Our music was borrowed from the archives of the American Band of Claremont, New Hampshire. As it is authentic late 19th century music, it is scored differently than music played by modern bands and we hope you agree it has a different sound.
A cursory examination of our uniforms quickly reveals that not all are identical. However, our photos of the Windsor (Vt.) Military Band performing at the summit of Mt. Ascutney in 1903, show that this was the norm for a New England town band. The uniforms we are wearing today replicate those worn by the Windsor Band in that picture. The jacket closely resembles the U.S. Army’s 1872 officer’s undress military tunic. The hat is similar to the M-1895 officer’s undress hat. And… prices have gone up! In 1902, you could buy a dozen hats for $7.00!!!
It is a common misconception that there were no women in these 19th-century town bands. Historically, women did participate, although it was thought by most that it was not “seemly” for a woman to place herself on display that way. Thus it may not seem authentic to have women musicians in a representation of a 19th century band, but there are precedents. In fact, the village of Lockehaven, N.H. (part of Enfield), was proud of the “Lockhaven Ladies’ Cornet Band.”

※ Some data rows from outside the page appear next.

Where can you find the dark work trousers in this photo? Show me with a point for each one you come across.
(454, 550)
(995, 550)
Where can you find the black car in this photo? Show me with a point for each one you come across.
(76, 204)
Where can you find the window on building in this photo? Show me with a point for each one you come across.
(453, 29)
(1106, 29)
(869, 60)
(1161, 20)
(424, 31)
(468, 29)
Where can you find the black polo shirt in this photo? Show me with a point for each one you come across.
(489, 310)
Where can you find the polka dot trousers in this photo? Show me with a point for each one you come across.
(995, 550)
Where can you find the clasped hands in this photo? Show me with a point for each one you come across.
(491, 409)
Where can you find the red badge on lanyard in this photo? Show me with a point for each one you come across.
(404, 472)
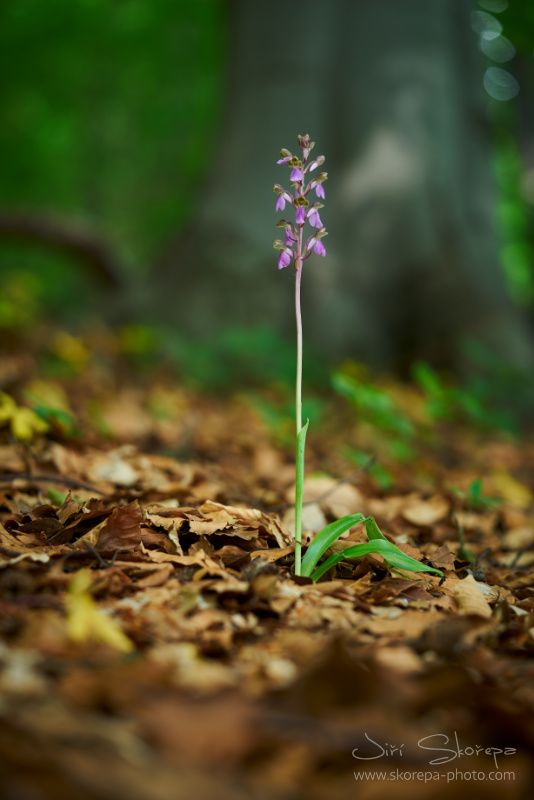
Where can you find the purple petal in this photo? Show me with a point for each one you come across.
(289, 237)
(315, 219)
(284, 260)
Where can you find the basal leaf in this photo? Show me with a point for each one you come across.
(325, 539)
(392, 554)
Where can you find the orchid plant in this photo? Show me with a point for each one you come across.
(297, 248)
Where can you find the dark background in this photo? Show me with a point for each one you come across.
(138, 144)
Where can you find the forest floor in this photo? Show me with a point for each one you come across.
(156, 644)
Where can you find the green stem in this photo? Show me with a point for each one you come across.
(301, 432)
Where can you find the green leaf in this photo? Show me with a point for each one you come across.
(392, 554)
(325, 539)
(373, 531)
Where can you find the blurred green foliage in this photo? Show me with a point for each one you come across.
(108, 111)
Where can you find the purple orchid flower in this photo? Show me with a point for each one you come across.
(314, 218)
(284, 259)
(294, 246)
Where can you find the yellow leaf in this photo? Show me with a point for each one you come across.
(24, 422)
(86, 622)
(516, 493)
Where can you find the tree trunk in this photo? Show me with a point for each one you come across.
(392, 94)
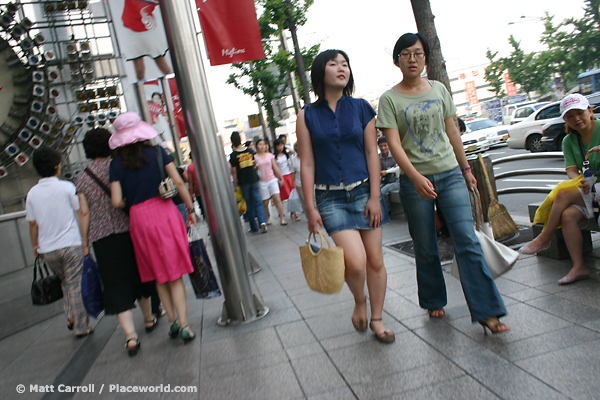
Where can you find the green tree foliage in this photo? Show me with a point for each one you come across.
(266, 80)
(572, 47)
(494, 74)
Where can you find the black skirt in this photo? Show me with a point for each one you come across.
(119, 273)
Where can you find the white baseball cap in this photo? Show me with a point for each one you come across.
(573, 101)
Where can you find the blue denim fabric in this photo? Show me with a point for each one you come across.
(254, 207)
(387, 189)
(480, 290)
(341, 210)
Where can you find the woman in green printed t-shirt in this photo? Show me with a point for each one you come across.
(417, 118)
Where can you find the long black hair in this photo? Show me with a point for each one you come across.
(317, 74)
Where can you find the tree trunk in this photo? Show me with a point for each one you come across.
(436, 66)
(298, 53)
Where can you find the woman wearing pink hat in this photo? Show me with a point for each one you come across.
(569, 207)
(158, 233)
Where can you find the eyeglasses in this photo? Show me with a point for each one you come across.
(418, 56)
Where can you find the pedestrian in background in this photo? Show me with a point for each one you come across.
(340, 168)
(106, 229)
(159, 236)
(244, 175)
(270, 180)
(50, 209)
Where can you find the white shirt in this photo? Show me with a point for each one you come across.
(52, 204)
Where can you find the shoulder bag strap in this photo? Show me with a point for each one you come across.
(161, 167)
(98, 181)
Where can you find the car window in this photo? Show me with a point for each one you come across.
(548, 112)
(523, 112)
(481, 124)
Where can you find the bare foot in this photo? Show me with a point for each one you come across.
(359, 316)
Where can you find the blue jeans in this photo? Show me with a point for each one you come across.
(480, 290)
(387, 189)
(254, 207)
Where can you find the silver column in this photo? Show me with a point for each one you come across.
(227, 236)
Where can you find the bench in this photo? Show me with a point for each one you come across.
(558, 250)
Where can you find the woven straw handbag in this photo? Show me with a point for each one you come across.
(323, 270)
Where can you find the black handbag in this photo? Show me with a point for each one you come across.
(48, 288)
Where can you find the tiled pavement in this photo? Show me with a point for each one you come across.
(306, 346)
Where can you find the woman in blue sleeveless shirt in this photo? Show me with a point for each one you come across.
(337, 141)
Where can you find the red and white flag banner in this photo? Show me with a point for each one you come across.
(230, 29)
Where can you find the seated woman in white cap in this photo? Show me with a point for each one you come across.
(157, 230)
(569, 207)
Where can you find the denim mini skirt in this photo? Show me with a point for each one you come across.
(345, 210)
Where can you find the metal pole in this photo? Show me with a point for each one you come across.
(240, 305)
(172, 125)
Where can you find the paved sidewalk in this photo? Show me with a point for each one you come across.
(306, 347)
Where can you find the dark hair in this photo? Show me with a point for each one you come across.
(407, 40)
(95, 143)
(131, 155)
(235, 139)
(46, 161)
(461, 125)
(276, 143)
(317, 74)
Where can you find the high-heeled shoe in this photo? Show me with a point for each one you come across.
(152, 323)
(174, 330)
(494, 325)
(132, 351)
(186, 335)
(386, 336)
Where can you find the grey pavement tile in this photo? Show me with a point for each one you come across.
(447, 340)
(240, 367)
(317, 374)
(584, 292)
(394, 385)
(566, 309)
(462, 388)
(399, 279)
(524, 295)
(371, 360)
(343, 307)
(524, 320)
(479, 360)
(241, 347)
(534, 275)
(400, 308)
(340, 394)
(573, 371)
(306, 301)
(544, 343)
(306, 350)
(271, 382)
(506, 286)
(295, 334)
(511, 382)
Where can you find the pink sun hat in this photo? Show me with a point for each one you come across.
(573, 101)
(129, 129)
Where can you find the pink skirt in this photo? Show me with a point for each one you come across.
(159, 237)
(284, 191)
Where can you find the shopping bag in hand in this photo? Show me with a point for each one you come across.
(203, 278)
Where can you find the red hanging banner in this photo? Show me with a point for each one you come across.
(230, 29)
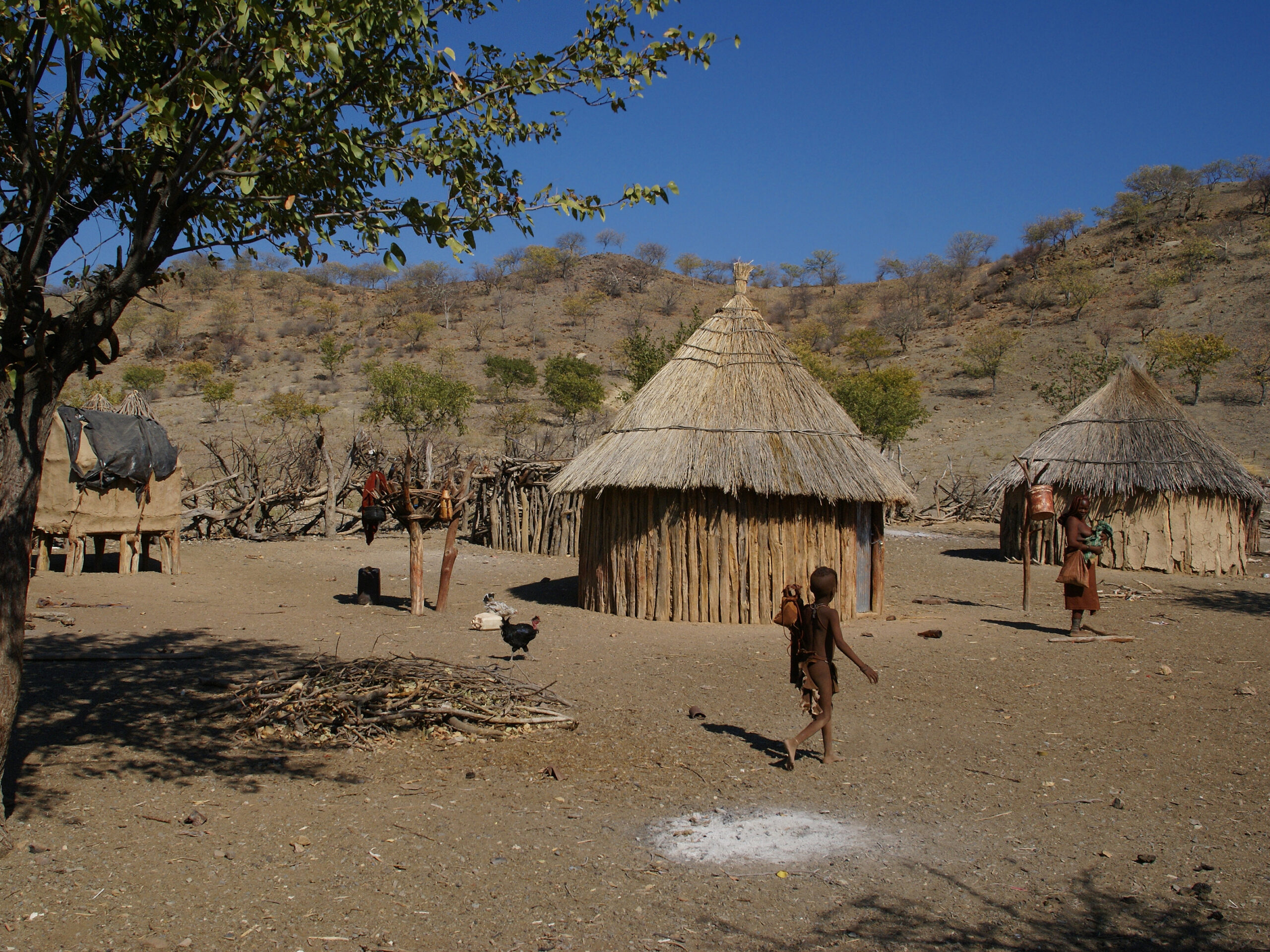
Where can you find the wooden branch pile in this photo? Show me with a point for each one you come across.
(359, 702)
(958, 497)
(515, 512)
(281, 485)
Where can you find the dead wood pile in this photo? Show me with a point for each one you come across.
(359, 702)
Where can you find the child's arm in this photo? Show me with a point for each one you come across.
(836, 630)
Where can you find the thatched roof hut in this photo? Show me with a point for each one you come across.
(1176, 498)
(731, 474)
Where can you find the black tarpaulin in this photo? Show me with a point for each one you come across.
(127, 448)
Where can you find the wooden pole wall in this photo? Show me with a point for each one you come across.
(713, 558)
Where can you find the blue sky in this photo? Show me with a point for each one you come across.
(874, 128)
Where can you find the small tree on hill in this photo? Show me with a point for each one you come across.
(1194, 356)
(144, 379)
(1076, 284)
(196, 373)
(644, 357)
(610, 237)
(1074, 377)
(332, 355)
(1255, 358)
(985, 353)
(886, 403)
(901, 321)
(867, 346)
(511, 373)
(416, 402)
(689, 266)
(218, 394)
(573, 385)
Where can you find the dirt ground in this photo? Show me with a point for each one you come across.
(997, 791)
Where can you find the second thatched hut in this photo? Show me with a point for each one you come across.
(1179, 500)
(731, 474)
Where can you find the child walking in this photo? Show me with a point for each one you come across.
(812, 648)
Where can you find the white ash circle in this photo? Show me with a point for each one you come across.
(771, 837)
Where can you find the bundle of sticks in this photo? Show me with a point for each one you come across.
(355, 704)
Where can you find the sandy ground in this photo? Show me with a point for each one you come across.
(996, 790)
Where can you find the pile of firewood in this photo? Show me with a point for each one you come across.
(359, 702)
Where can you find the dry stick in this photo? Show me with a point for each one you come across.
(999, 776)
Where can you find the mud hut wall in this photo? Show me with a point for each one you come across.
(65, 509)
(1189, 534)
(709, 556)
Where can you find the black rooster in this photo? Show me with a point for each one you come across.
(518, 636)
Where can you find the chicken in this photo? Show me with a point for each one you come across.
(518, 636)
(501, 608)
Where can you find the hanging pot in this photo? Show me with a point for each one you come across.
(1040, 503)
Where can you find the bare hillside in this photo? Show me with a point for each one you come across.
(264, 327)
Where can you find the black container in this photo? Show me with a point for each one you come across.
(369, 586)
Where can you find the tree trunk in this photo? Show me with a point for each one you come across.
(22, 456)
(329, 515)
(416, 532)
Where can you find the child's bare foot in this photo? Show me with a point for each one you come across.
(790, 753)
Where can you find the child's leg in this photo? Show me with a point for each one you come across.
(821, 722)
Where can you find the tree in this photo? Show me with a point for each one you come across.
(610, 237)
(644, 357)
(1194, 356)
(417, 327)
(825, 264)
(965, 250)
(218, 394)
(985, 353)
(652, 253)
(332, 355)
(489, 276)
(173, 128)
(511, 373)
(1255, 357)
(689, 266)
(416, 402)
(573, 385)
(132, 320)
(817, 363)
(196, 373)
(867, 346)
(540, 263)
(572, 243)
(512, 422)
(1076, 282)
(899, 321)
(885, 404)
(144, 379)
(1075, 376)
(290, 408)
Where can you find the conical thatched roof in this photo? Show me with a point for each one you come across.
(736, 411)
(135, 405)
(1131, 437)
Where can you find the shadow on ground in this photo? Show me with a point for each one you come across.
(127, 709)
(980, 555)
(549, 592)
(1081, 918)
(1228, 601)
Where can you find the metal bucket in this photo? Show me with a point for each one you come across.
(1040, 503)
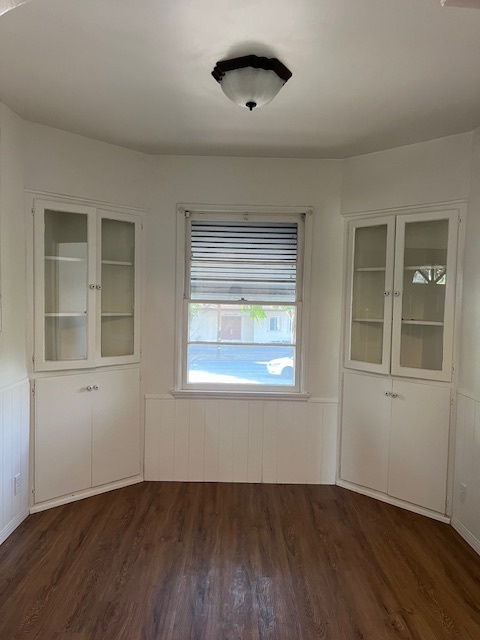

Our program is representative of the music played on the town green in the late 19th century. There are songs of “the war,” songs of love, marches (including Sousa’s!), dances, and songs from the old plantations. Our musical selections are chosen from American Band and Windsor Military Band programs documented in the Claremont Advocate and the Vermont Journal between the years of 1890 and 1905. It’s sometimes hard to imagine that “local” musicians had the skills necessary to play some of these very difficult and heavily interwoven scores from the composers of their time.
The Newmont Military Band first performed at the Rachel S. Harlow United Methodist Church Centennial Celebration, in Windsor, in 1995. They have performed at the Shelburne Museum in Shelburne, Vermont, Windsor (Vt.) Heritage Days, the Franklin Pierce Homestead in Hillsborough NH, and for other “period” celebrations in Vermont and New Hampshire. They also participated in the First Annual W.S. Ripley Band Festival in Bethel, Maine.
The members of the band come from Vermont, New Hampshire, and Massachusetts. They are your neighbors and friends, and are from all walks of life. Not only are they sons, daughters, fathers, and mothers, most are professionals in today’s workforce, as were the members of the old bands… they were farmers, bakers, blacksmiths, and factory workers. They shared the same love and avocation that the musicians in the Newmont Military Band do… a love of this kind of music and of the mellow sound these horns produce. These people do what they love to do, in the company of those who feel the same, and come away from each event with a great feeling of accomplishment. They also have a lot of fun!